Effect-size calibration — when this matters and when it doesn't¶
CQS-craft is on a [0, 1] scale. The empirical anchors:
| Anchor | CQS-craft |
|---|---|
trivial_baseline (no system, name-only prompt, T=1.0) |
0.556 |
negative_control ("junior developer") |
0.723 |
none (no system prompt at all) |
0.778 |
Strongest single preamble (long_directive) |
0.815 |
This matters when:
- You ship to a high-volume coding agent where small per-sample quality differences compound (millions of code suggestions per day → small β × large N → real measurable downstream user impact).
- Your downstream evaluator measures the same dimensions the v2 rubric measures (error handling, edge cases, type discipline, documentation, organization, abstraction calibration, API ergonomics, concurrency safety).
- You have an A/B test budget large enough to detect a 5-point shift (n ≥ a few hundred samples per arm; v2's per-arm n was ~138).
This matters less when:
- Your downstream evaluator measures different dimensions (compactness, performance, security). The probes proved the preamble winners flip under a different rubric.

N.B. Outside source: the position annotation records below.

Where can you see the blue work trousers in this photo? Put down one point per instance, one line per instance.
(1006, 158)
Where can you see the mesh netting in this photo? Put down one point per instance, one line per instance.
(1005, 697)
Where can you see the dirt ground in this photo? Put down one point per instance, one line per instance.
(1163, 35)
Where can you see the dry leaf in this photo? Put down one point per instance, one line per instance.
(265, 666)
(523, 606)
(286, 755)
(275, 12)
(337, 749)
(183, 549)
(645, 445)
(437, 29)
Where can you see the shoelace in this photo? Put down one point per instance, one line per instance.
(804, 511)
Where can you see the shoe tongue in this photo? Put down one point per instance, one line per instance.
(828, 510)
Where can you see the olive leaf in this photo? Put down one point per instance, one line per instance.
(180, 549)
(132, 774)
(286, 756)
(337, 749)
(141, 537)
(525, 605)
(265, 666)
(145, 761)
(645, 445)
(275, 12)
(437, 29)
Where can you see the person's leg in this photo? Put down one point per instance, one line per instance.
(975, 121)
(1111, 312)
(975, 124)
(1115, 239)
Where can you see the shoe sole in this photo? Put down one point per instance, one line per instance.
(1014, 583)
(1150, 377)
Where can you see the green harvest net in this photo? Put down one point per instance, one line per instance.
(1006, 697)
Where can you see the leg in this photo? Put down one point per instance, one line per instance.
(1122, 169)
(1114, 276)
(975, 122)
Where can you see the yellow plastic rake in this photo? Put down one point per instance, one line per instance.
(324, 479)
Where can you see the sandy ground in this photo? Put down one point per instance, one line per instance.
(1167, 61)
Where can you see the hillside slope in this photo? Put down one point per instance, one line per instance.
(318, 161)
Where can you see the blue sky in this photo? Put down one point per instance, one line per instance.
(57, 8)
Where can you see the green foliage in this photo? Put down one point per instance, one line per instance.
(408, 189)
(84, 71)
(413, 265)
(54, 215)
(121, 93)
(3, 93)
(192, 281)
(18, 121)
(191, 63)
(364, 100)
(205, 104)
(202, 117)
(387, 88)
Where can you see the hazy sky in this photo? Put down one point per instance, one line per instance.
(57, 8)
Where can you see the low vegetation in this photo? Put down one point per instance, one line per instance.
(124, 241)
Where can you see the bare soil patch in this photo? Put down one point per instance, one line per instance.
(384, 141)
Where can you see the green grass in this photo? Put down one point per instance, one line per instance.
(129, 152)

- You're shipping to a low-volume specialty system where per-sample variance dwarfs the expected preamble effect.
- Your model is already on the high end of the CQS-craft range. There's evidence of a ceiling near ~0.85 on this rubric for current frontier models; preamble can move you toward it but not past it.
This matters not at all when:
- You're using static-analysis tools (radon, pylint, cyclomatic complexity) as your quality bar. Those don't detect preamble effects.